Fermenting Ourselves

CSA members and friends, this year I’m officially a member of our CSA.

It’s been an amazing and satisfying experience to be able to witness how one small, but growing, neighborhood organization can actually have a profound influence in a community. Gregg, Dana, Liza and I founded the Greenwood Heights CSA eight years ago when our neighborhood lacked immediate access to fresh local food. We were lucky that Associated Market and Steve’s C-Town had any fresh food but we craved local, seasonal produce. I knew north of here, folks had things like the co-op, a farmer’s market, even a CSA but I felt our neighborhood could support its own food destination and destiny. I wanted to stop having to travel to get certain things other neighborhoods took for granted.

When the CSA first opened for business I knew we would have members but I had no idea how it would grow and develop. Now when I see our CSA in the newly renovated Slope Park I’m proud of the role I played in raising awareness of how vital and active this community is.

Reflecting on these eight years, they seem to have passed much more quickly then I could have imagined. So many changes have happened to this community, to my family, to me. (I’m guessing to you too.) And yet, for me at least, the days didn’t fly by. Sometimes they dragged in excruciating slow motion.

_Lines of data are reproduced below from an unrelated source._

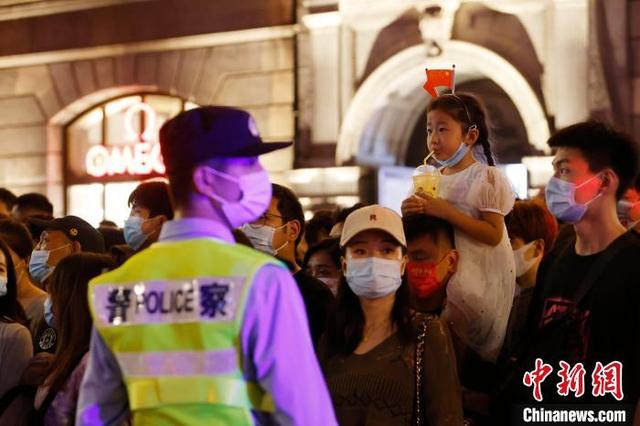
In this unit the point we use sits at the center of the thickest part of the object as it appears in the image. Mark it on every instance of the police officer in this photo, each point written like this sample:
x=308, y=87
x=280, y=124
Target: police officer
x=197, y=329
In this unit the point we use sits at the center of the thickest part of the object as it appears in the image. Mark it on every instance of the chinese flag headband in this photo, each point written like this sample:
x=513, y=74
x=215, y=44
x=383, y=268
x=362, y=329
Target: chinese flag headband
x=440, y=78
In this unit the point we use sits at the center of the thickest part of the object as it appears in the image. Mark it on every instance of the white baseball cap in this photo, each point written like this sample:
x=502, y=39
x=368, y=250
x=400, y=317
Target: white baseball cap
x=373, y=217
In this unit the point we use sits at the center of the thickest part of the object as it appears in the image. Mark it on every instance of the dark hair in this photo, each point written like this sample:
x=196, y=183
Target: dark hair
x=68, y=289
x=153, y=195
x=346, y=324
x=17, y=236
x=180, y=186
x=417, y=225
x=322, y=221
x=10, y=308
x=603, y=147
x=331, y=246
x=8, y=197
x=289, y=207
x=531, y=221
x=34, y=201
x=468, y=110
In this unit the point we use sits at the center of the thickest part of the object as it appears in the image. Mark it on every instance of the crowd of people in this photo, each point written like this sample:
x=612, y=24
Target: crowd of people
x=217, y=301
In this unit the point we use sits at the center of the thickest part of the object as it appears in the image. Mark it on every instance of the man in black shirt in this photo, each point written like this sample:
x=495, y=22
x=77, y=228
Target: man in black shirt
x=278, y=232
x=593, y=165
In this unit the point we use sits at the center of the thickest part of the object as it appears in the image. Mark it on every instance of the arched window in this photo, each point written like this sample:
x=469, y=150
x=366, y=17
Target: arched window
x=109, y=149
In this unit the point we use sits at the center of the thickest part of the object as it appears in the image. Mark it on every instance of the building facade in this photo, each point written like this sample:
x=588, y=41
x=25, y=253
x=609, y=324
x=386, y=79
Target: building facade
x=85, y=84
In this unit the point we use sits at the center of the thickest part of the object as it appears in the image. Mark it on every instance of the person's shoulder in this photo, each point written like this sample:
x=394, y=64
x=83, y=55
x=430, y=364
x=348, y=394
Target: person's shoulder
x=630, y=252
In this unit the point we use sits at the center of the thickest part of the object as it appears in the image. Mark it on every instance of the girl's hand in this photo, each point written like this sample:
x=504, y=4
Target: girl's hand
x=426, y=204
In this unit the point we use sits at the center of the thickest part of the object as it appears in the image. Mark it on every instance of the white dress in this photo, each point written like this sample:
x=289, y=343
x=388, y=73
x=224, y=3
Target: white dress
x=480, y=293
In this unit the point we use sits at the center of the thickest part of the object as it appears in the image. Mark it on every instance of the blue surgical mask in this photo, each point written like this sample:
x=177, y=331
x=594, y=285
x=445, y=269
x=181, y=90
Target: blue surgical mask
x=262, y=238
x=372, y=277
x=256, y=196
x=48, y=313
x=133, y=235
x=455, y=158
x=560, y=196
x=3, y=285
x=463, y=149
x=38, y=267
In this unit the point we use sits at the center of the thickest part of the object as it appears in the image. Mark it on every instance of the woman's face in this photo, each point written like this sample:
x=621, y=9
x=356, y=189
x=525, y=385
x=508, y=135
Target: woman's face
x=444, y=134
x=374, y=243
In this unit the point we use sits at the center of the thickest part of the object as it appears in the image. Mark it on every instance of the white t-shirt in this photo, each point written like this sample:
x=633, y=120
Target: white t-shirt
x=480, y=293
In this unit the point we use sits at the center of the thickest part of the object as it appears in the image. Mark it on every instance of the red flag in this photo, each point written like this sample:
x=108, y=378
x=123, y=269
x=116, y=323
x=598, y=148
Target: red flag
x=438, y=78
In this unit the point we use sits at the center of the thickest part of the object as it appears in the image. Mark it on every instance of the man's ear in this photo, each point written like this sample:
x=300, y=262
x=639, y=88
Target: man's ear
x=201, y=180
x=610, y=181
x=472, y=135
x=452, y=260
x=538, y=248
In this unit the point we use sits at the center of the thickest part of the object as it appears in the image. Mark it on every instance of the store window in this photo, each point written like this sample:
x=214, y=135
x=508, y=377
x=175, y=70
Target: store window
x=110, y=149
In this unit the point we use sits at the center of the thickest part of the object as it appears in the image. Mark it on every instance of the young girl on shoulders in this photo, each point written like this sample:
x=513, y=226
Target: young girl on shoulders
x=474, y=196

This long winter, wondering what to do with myself, believing I had lost my appetite for yet another food book, I actually got inspired by reading two: COOKED by Michael Pollan and THE ART OF FERMENTATION by Sandor Ellix Katz. It was the right time for me to finally try fermenting something–maybe myself. It was empowering to be able to momentarily stop the process of decay and make something, if not meaningful, at least a different version of the familiar. My cabbage was transformed into sauerkraut, my milk into yogurt. Recognizing that we are all in a pickle may be the most comforting thought I’ve had in a while.